They’re still wrong about Al Qaqaa

In case it wasn’t already abundantly clear that the White House was dead wrong about the story, the LA Times had an excellent piece today with more first-hand accounts of the debacle at Al Qaqaa. This controversy became significant before the election, but it didn’t stop being relevant on Tuesday.

In the weeks after the fall of Baghdad, Iraqi looters loaded powerful explosives into pickup trucks and drove the material away from the Al Qaqaa ammunition site, according to a group of U.S. Army reservists and National Guardsmen who said they witnessed the looting.

The soldiers said about a dozen U.S. troops guarding the sprawling facility could not prevent the theft because they were outnumbered by looters. Soldiers with one unit — the 317th Support Center based in Wiesbaden, Germany — said they sent a message to commanders in Baghdad requesting help to secure the site but received no reply.

The witnesses’ accounts of the looting, the first provided by U.S. soldiers, support claims that the American military failed to safeguard the munitions. Last month, the International Atomic Energy Agency — the U.N. nuclear watchdog — and the interim Iraqi government reported that about 380 tons of high-grade explosives had been taken from the Al Qaqaa facility after the fall of Baghdad on April 9, 2003. The explosives are powerful enough to detonate a nuclear weapon.

Devastating. The administration was given warnings about the facility, which were ignored. The administration was told there weren’t enough troops, but that was ignored too. And now terrorists have several hundred tons of deadly explosives. Every defense the administration has offered to justify the mistake has been proven false.

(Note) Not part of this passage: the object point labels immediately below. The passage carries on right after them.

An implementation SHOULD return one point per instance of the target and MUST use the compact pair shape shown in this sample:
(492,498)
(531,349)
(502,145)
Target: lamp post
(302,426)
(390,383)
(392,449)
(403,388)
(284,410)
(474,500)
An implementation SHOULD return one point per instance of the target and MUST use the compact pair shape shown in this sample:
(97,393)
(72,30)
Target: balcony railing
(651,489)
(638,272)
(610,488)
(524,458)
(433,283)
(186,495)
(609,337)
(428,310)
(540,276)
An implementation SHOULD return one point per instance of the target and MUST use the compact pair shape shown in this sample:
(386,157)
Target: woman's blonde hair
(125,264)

“On our last day there, there were at least 100 vehicles waiting at the site for us to leave” so looters could come in and take munitions.

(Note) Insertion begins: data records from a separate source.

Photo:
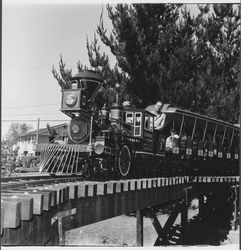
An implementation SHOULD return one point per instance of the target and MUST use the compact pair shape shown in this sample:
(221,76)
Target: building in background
(26,143)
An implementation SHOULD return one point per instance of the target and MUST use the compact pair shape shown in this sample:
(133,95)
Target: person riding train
(159,119)
(172,140)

“It was complete chaos. It was looting like L.A. during the Rodney King riots,” another officer said.

He and other soldiers who spoke to The Times asked not to be named, saying they feared retaliation from the Pentagon.

Seems like a safe choice. The Bush gang has already proven they like to blame the troops for the president’s mistakes, so no one should be surprised that they fear administration reprisals.